For reference I am an undergraduate interested in statistics and data analysis. I have taken courses in mathematical statistics, regression analysis and am currently enrolled in time series analysis. I am somewhat familiar with PCA. Any intuition that can be provided through any of those lenses would be much appreciated.
 A: Perhaps a little motivation might help. 
Suppose you have a dataset with $10$ features. Visualizing them is a bit challenging. However, if you are told that actually all data set live in a $2$ dimensional subspace and it is not a straight line. It would be great if you can visualize this data set by projecting your data onto this $2$ dimensional subspace. 
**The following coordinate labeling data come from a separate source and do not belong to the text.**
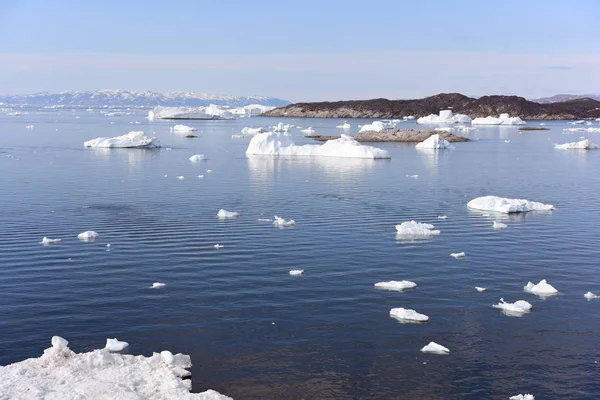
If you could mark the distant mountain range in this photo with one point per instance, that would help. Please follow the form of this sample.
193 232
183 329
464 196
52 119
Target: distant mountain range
126 98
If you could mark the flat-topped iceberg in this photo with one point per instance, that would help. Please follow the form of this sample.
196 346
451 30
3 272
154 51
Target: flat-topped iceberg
507 206
63 374
504 119
445 117
581 145
132 140
275 144
434 142
396 285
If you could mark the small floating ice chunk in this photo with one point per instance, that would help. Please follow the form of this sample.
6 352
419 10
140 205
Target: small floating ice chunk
435 348
88 236
408 315
396 285
543 288
114 345
224 214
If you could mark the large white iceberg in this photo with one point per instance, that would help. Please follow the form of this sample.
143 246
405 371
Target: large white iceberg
131 140
581 145
505 205
434 142
63 374
275 144
445 117
504 119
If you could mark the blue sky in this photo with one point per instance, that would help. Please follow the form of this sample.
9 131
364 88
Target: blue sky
309 50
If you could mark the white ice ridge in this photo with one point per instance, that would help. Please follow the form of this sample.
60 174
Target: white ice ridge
413 228
518 307
46 241
129 140
396 285
505 205
198 158
88 236
434 142
404 314
63 374
224 214
581 145
182 129
504 119
435 348
445 117
281 223
114 345
543 288
275 144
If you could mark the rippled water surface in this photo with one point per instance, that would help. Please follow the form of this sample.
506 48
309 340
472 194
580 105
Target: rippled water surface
255 332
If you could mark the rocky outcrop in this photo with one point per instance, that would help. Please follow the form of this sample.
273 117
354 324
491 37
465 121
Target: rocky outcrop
458 103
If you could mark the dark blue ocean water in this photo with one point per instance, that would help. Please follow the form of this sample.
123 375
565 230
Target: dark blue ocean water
255 332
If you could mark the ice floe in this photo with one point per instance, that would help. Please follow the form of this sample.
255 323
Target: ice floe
224 214
543 288
407 315
581 145
129 140
114 345
506 205
275 144
434 142
63 374
504 119
396 285
435 348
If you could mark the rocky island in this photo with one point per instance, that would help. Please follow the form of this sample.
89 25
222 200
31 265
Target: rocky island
581 108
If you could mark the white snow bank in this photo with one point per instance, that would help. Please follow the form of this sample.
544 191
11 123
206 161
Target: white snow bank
407 315
274 144
435 348
543 288
416 229
224 214
581 145
434 142
88 236
505 205
445 117
114 345
396 285
504 119
130 140
63 374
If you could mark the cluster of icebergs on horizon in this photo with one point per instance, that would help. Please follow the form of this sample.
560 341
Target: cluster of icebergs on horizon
61 373
276 144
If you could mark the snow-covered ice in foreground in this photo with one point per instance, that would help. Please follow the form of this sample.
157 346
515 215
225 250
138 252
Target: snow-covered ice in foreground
275 144
63 374
224 214
581 145
88 236
416 229
114 345
434 142
435 348
407 315
504 119
396 285
505 205
46 241
132 140
543 288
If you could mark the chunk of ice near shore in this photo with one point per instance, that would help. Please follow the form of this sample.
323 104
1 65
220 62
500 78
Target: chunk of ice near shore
506 205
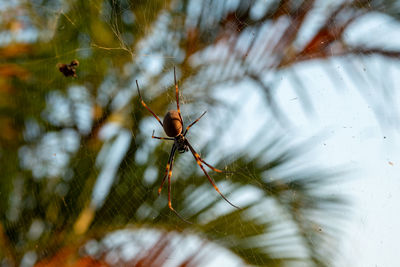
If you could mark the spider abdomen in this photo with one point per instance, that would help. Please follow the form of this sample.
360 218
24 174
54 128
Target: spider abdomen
172 123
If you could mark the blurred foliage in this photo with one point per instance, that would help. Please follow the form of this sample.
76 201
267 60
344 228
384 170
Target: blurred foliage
60 134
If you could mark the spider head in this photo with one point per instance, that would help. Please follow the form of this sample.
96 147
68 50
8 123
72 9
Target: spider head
180 143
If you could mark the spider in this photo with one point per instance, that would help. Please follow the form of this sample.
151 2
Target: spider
68 69
173 127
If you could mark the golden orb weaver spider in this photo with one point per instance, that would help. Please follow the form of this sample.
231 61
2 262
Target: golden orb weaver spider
173 127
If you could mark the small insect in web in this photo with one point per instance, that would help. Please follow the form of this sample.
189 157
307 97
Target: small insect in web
173 127
68 69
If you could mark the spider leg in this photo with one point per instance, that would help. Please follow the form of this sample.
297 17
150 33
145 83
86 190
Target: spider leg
144 105
177 96
169 166
199 160
161 138
187 128
169 193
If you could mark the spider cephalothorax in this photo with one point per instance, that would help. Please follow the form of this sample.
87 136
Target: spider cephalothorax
173 127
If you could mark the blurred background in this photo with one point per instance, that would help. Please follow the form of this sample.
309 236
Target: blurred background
302 114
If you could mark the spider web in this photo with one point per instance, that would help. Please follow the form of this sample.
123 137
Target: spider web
90 169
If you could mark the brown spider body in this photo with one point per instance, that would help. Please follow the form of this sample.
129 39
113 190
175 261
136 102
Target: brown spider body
172 123
174 128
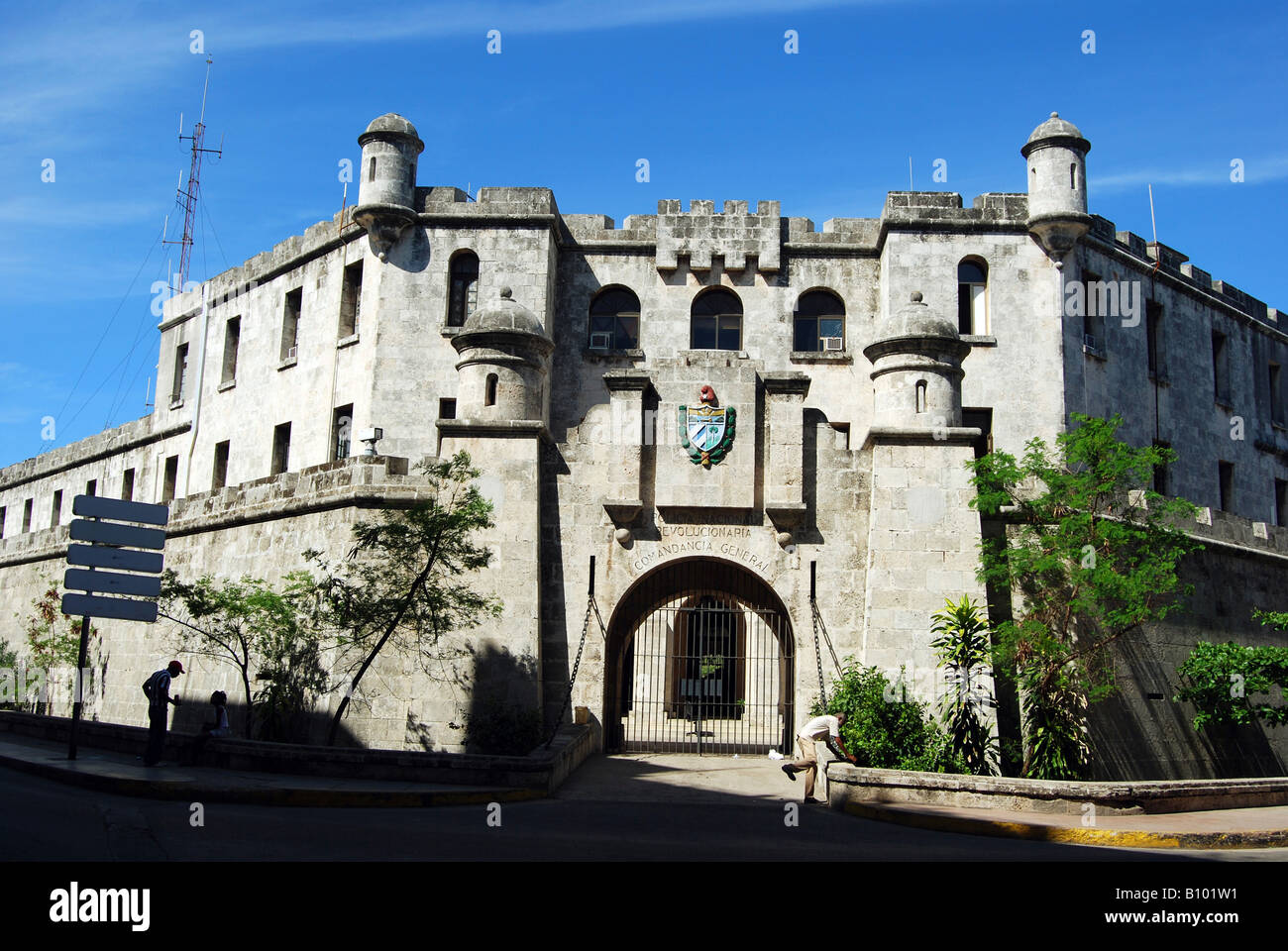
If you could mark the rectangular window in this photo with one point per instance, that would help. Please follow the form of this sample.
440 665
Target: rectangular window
1160 471
342 432
1093 313
1153 335
819 334
219 478
1276 397
291 308
351 299
730 333
180 372
978 312
281 449
1220 376
232 341
1225 474
171 479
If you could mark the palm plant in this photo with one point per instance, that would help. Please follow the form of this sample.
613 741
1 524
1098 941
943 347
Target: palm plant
965 654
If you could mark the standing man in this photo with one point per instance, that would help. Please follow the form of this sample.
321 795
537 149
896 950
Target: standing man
158 689
827 728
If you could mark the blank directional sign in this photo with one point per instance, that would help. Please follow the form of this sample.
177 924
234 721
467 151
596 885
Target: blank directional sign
112 534
121 608
112 582
115 545
119 509
120 558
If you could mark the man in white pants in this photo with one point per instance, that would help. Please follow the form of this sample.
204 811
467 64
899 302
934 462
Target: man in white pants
827 728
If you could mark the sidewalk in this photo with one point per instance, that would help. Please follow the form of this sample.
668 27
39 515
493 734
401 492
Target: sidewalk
638 778
125 775
1216 829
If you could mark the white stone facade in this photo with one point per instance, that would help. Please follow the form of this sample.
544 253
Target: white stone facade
580 445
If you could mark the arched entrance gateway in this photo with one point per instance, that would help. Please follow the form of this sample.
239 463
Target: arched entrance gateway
699 660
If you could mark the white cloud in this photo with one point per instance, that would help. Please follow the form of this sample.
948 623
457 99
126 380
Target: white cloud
1256 171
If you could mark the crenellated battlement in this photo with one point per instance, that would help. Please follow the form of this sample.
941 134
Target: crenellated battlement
1155 254
733 234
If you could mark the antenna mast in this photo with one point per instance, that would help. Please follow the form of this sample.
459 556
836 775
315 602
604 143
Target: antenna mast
188 196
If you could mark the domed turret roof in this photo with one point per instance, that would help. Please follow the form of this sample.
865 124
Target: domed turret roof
1056 128
503 313
913 320
391 124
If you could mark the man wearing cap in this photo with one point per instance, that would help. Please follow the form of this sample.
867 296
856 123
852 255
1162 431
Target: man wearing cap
827 728
158 689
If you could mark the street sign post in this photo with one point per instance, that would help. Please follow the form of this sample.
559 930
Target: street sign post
112 545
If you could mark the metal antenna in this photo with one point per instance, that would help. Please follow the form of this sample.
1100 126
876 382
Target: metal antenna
188 196
1153 226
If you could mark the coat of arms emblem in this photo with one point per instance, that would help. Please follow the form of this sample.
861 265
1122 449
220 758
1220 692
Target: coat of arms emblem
706 431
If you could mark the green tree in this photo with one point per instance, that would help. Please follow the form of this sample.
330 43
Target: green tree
1093 552
53 642
1222 680
885 727
404 582
964 650
257 629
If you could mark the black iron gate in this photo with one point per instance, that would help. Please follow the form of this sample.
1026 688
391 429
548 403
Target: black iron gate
703 668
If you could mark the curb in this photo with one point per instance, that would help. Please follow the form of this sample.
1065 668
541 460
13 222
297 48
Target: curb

A basis is a convenient tool for this. How many vectors are needed in the basis? It is necessary for us to have $2$ directions to describe this subspace. Can you describe any vector in this two dimensional subspace? Answer would be yes since the basis of the subspace spans the subspace. 
In particular notice that we can represent an arbitrary vector as a unique linear combination of the vectors in the subspace. It can be represented as a basis span the subspace and the uniqueness is due to the linearly independence property. Hence, a basis provide us with a well-defined coordinate system.
Of course, in practice, we rarely would have all data set live in $2$ dimensional subspace but perhaps we can find a lower dimensional subspace to describe this data set by projecting them into the subspace and a basis would provide us with a convenient coordinate system.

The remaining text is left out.